A new generation of farming is helping shape the crops of tomorrow. It uses technologically advanced equipment, hybrid seeds of a variety of a plant, and lots of energy grants in the form of fertilizers, pesticides, and irrigation water to improve the production practices employed by agriculturalists.
According to a recent announcement by BIS Research, the global modern farming market is likely to reach $23.14 billion by 2022, with an annual growth rate of 19.3% between 2017 and 2022. The growing demand for sophisticated crop yield, the rising integration of information & communication technology (ICT) into farming, and the need for climate-smart agriculture has continuously attributed to the increment in these numbers.
Today, governments and agricultural bodies have decided to invest heavily in the latest infrastructure to strengthen farming with technology. They are planning to conduct curriculums and researches on technologies like artificial intelligence, the Internet of Things (IoT), and machine learning to escalate the Agri Economy of the country and promote sustainable farming.
Some of those modern technologies that are known to change the way of farming Includes:
Also known as satellite farming or site-specific crop management utilizes information technology to ensure the good health and productivity of crops. The precision agriculture companies primarily depend on dedicated equipment such as antennas, access points, sensing devices, automation, and control system. Additionally, it includes a broad range of technologies such as robotics, bio-engineering, big data, and more.
Drones make precision farming more effective by observing the crops, their growth, texture, condition of the pests, etc. This observed data is processed using programs built around precision agriculture to optimize crop growth. In countries like America, drones have become the farming equipment. They use these types of machinery to save water, fertilizer and conserve resources.

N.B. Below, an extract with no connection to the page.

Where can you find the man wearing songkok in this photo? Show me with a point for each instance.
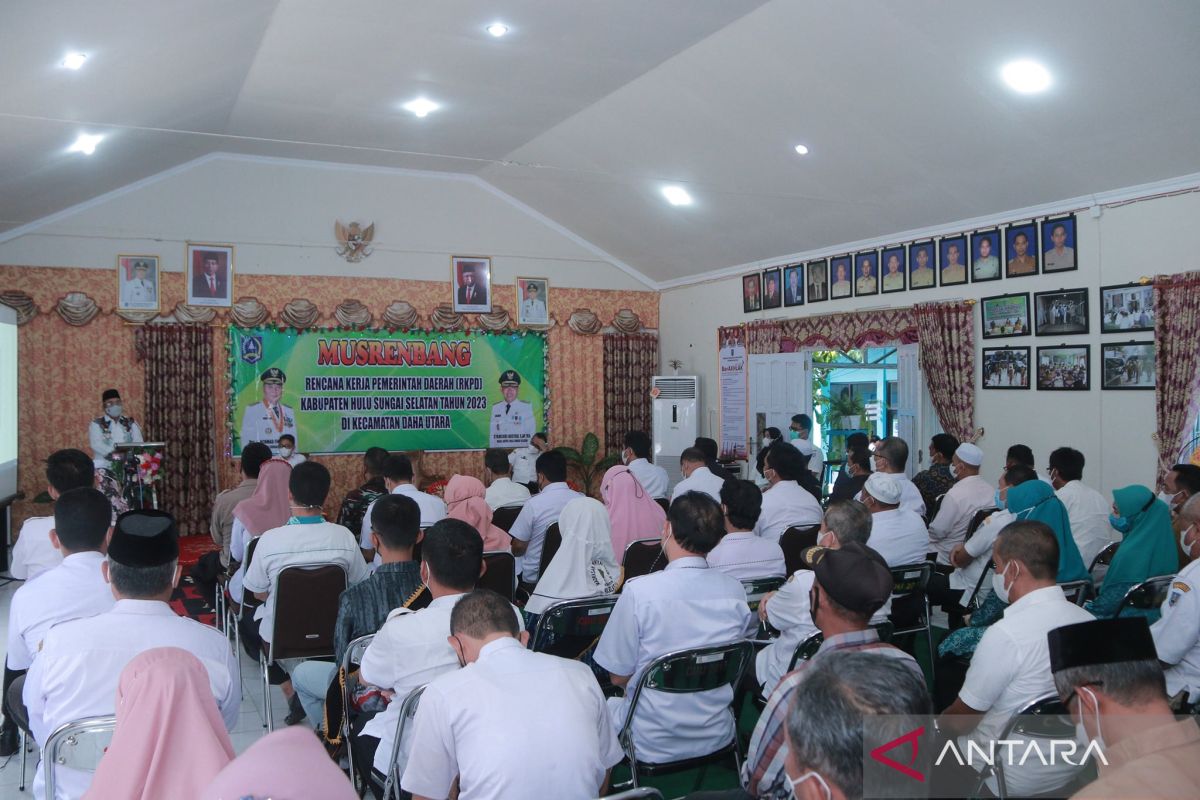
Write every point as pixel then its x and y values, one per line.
pixel 79 666
pixel 1109 678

Precision farming techniques have found a vast scope to grow. As per Grand View Research, this market is predicted to reach $43.4 billion by 2025.
The data collection and analysis tools can be applied to agriculture to reap the excellent yield. The robot, by name TerraSentia, with a high-resolution camera on each side and all-terrain wheels, generates the most detailed portrait possible of a field, so that agronomists can breed better crops in the future. The details observed by this machine include the size and the health of the plants, and also the number and quality of ears each corn plant is likely to produce in the given season.
Lately, the French company Naïo launched ten models of a robot named Oz to collect phenotypes of vegetable crops and gobble up weeds on the go. Similarly, EcoRobotix, based in Switzerland, developed a solar-powered robot to differentiate the crops and weeds.
Machine Learning-Based Crop-Spraying Equipment
One good example for a company producing machine learning-enabled farming equipment includes Tractor giant John Deere who is bringing in more robots to the field. The company has procured robotics start-up firm Blue River Technology for $305 million that makes “see-and-spray” robots affixed to tractors. This machine-learning assisted robot uses computer vision to ascertain plants in the field that need fertilizer, pesticides, and other inputs to manage crops. These robots are typically used on cotton, lettuce, and other vegetables.
Deere helps farmers to be more productive in fertilizing and also frees up money for investing in tractors.
Tech-Enhanced Livestock Farming
Modern farming technology also includes the livestock industry, which is widely overlooked by people. Today, livestock technology can enhance the productivity and management of animals and livestock. Computers attached to milking machines, for example, can monitor the quantity and quality of milk each animal generates, and notify the farmer if anything is unusual.
Similarly, placing intelligent sensors on cattle can help you track their everyday actions and health-related concerns while delivering data-driven insights for the herd. This data can then be used to make quick management decisions, such as breeding assessment and animal selection.
The farmers, meanwhile, can utilize one or more of these tools and techniques to achieve their harvesting goal by making better decisions in the field.